Files already downloaded and verified
Files already downloaded and verified


In [16]:
# 모델 정의
import torch
import torch.nn.functional as F


class CIFAR10Classifier(nn.Module):
    def __init__(self):
        super(CIFAR10Classifier, self).__init__()

        # 양자화 스텁 추가
        self.quant = torch.quantization.QuantStub()  # 입력을 양자화
        self.dequant = torch.quantization.DeQuantStub()  # 출력을 역양자화

        # Convolutional Layers
        self.conv1 = nn.Conv2d(3, 32, kernel_size=3, padding=1)
        self.conv2 = nn.Conv2d(32, 64, kernel_size=3, padding=1)
        self.conv3 = nn.Conv2d(64, 128, kernel_size=3, padding=1)

        # Fully Connected Layers
        self.fc1 = nn.Linear(128 * 4 * 4, 256)
        self.fc2 = nn.Linear(256, 128)
        self.fc3 = nn.Linear(128, 10)

        # Pooling and Dropout
        self.pool = nn.MaxPool2d(2, 2)
        self.dropout = nn.Dropout(0.5)

    def forward(self, x):
        x = self.quant(x)
        x = self.pool(F.relu(self.conv1(x)))
        x = self.pool(F.relu(self.conv2(x)))
        x = self.pool(F.relu(self.conv3(x)))

        x = x.contiguous().view(-1, 128 * 4 * 4)

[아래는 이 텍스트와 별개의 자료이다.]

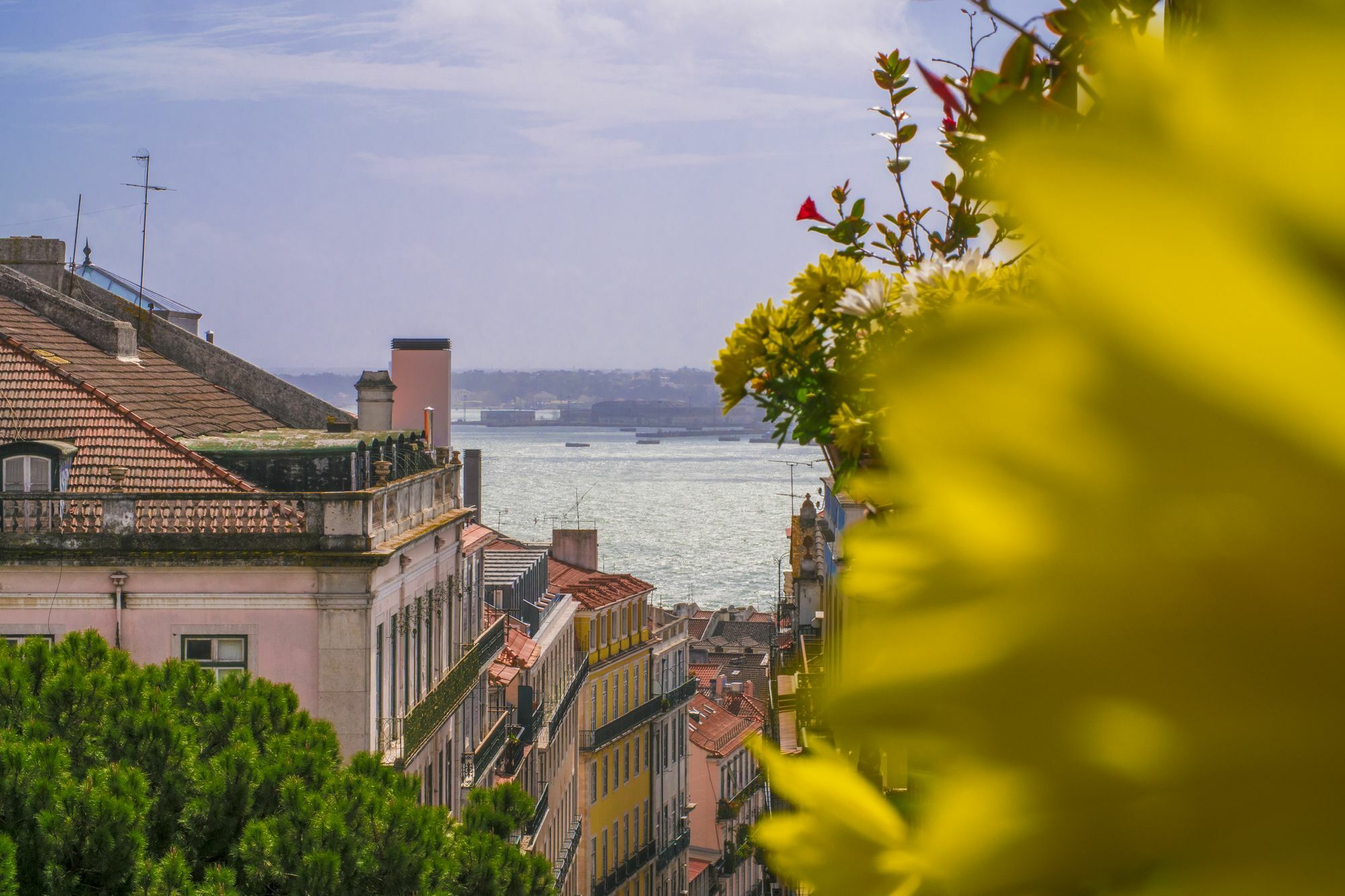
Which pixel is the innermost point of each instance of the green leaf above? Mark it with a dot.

        x = F.relu(self.fc1(x))
        x = self.dropout(x)
        x = F.relu(self.fc2(x))
        x = self.dropout(x)
        x = self.fc3(x)

        x = self.dequant(x)
        return x

In [17]:
# 모델 학습 함수 정의
def train_model(model, trainloader, epochs=5):
    optimizer = optim.SGD(model.parameters(), lr=0.01, momentum=0.9)
    criterion = nn.CrossEntropyLoss()

    model.train()

    for epoch in range(epochs):
        running_loss = 0.0
        for inputs, labels in trainloader:
            optimizer.zero_grad()
            outputs = model(inputs)
            loss = criterion(outputs, labels)
            loss.backward()
            optimizer.step()
            running_loss += loss.item()
        print(f"Epoch [{epoch+1}/{epochs}], Loss: {running_loss/len(trainloader):.4f}")
    return model

In [18]:
# 모델 학습
model = CIFAR10Classifier()
model = train_model(model, trainloader, epochs=5)


Epoch [1/5], Loss: 2.1800
Epoch [2/5], Loss: 1.7158
Epoch [3/5], Loss: 1.4862
Epoch [4/5], Loss: 1.3241
Epoch [5/5], Loss: 1.1814


In [19]:
# 모델 평가 함수 정의
def evaluate_model(model, testloader):
    model.eval()
    correct = 0
    total = 0
    with torch.no_grad():
        for data in testloader:
            images, labels = data
            outputs = model(images)
            _, predicted = torch.max(outputs, 1)
            total += labels.size(0)
            correct += (predicted == labels).sum().item()
    accuracy = 100 * correct / total
    print(f"Accuracy: {accuracy:.2f}%")
    return accuracy

In [20]:
# 모델 평가
accuracy = evaluate_model(model, testloader)

Accuracy: 61.95%


In [34]:
# Dynamic Quantization 적용
torch.backends.quantized.engine = "qnnpack"
dynamic_quantized_model = torch.quantization.quantize_dynamic(model, dtype=torch.qint8)

In [35]:
# 평가
accuracy = evaluate_model(dynamic_quantized_model, testloader)


Accuracy: 61.91%


In [25]:
# Static Quantization 적용
model.qconfig = torch.quantization.get_default_qconfig("qnnpack")
model_static_quantized = torch.quantization.prepare(model, inplace=False)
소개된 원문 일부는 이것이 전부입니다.